A RAND report offers a framework for defining civic infrastructure and presents some measures that provide information to help monitor civic infrastructure across the United States, in individual states, in communities, and across diverse populations. The authors specifically define civic infrastructure as the places, policies, programs, and practices that undergird strong communities and foster civic engagement. The framework categorizes these places, policies, programs, and practices in terms of three inputs: (1) democratic governance, (2) civic education, and (3) civic spaces. The authors also consider how these inputs are related to a set of intertwined outputs: (1) civic literacy, (2) civic identity, and (3) civic engagement. They then identify a set of existing measures across a range of data sources that provide information about the status of these inputs and outputs in the United States.

This research has some implications for research, policy, and practice. First, more research is needed to test and confirm the definition, framework, and measures in this report. Second, federal and state policies could increase collection and availability of measures. Lastly, this research suggests considerable variation across states and communities in regard to rights and access to many aspects of civic infrastructure framework — from democratic governance, civic education, and civic spaces to the outputs of civic literacy, identity, and engagement. For that reason, this work implies the urgent need for more efforts to measure equitable access to and participation in aspects of civic infrastructure, both to monitor the health of democracy and to determine ways of improving it.

Key Findings

Measurements vary regarding aspects of U.S. civic infrastructure

  • Aspects of civic infrastructure that are covered most comprehensively are those related to political participation.
  • Measures provide some indication of international variation in democratic governance and transparency across countries, but state-by-state data and local data — critical disaggregations given the decentralized nature of the U.S. system — are often lacking.
  • Input measures that provide some information about state-by-state variation focus more on state policies, laws, and access rather than on evidence of actual access or opportunities provided as they relate to a given input (for example, civic learning opportunities available in schools).
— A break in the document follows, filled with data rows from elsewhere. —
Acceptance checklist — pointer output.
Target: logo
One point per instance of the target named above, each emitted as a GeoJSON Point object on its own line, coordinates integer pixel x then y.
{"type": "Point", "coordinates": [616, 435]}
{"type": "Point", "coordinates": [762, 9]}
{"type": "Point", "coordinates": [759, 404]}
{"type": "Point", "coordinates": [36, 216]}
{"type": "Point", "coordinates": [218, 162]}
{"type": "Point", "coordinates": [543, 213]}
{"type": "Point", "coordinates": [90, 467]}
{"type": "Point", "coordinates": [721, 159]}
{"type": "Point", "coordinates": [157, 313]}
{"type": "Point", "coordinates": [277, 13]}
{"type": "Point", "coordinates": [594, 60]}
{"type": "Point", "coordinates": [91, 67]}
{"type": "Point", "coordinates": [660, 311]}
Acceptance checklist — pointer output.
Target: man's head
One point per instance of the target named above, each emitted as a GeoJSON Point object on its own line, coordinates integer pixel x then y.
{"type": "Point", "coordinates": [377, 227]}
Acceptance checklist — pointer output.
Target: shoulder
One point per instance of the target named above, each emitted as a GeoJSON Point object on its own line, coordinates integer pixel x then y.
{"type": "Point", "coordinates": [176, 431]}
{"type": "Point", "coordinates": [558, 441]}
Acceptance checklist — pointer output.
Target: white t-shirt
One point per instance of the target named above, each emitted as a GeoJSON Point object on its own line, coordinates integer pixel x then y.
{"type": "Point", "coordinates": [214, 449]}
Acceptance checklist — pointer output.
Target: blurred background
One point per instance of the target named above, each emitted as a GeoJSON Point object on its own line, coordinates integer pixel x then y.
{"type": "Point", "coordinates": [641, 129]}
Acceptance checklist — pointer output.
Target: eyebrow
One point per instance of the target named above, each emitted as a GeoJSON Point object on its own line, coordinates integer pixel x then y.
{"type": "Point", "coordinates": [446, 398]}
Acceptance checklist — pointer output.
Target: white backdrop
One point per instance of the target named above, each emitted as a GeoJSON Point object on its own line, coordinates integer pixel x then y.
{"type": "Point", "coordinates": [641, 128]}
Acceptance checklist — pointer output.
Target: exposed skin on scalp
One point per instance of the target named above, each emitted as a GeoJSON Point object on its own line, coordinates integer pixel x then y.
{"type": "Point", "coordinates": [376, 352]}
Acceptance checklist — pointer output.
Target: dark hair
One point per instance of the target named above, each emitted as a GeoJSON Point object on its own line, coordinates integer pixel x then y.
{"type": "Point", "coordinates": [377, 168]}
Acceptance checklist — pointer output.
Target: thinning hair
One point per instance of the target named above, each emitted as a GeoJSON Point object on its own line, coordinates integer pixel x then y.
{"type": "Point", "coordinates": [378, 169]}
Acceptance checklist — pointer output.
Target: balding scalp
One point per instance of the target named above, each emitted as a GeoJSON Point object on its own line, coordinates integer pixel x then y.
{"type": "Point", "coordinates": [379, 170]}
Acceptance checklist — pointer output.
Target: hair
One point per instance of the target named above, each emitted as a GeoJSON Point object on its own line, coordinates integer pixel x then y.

The strength of U.S. civic infrastructure varies in several ways

  • Several measures suggest a downturn in democratic governance over the past several years, although some civic engagement measures have ticked slightly upward in the past year or so.
  • In the past several years, there has been a proliferation of state legislation to either restrict or expand Americans’ civil and political rights.
  • Relatedly, state-by-state variations across many inputs and outputs in the framework provided in this report suggest unequal access to the opportunities that drive civic literacy, identity, and engagement in the United States. Specifically, the state and community in which a person lives likely determines much about that person’s civic infrastructure.
  • Diversity of the population is expanding, and yet diversity is lacking in critical areas of civic infrastructure.

Recommendations

  • More research is needed to test and confirm the definition, framework, and measures in this report.
  • Federal and state policies could increase collection and availability of measures.
  • This work implies the urgent need for more efforts to measure equitable access to and participation in aspects of civic infrastructure, both to monitor the health of democracy and to determine ways of improving it.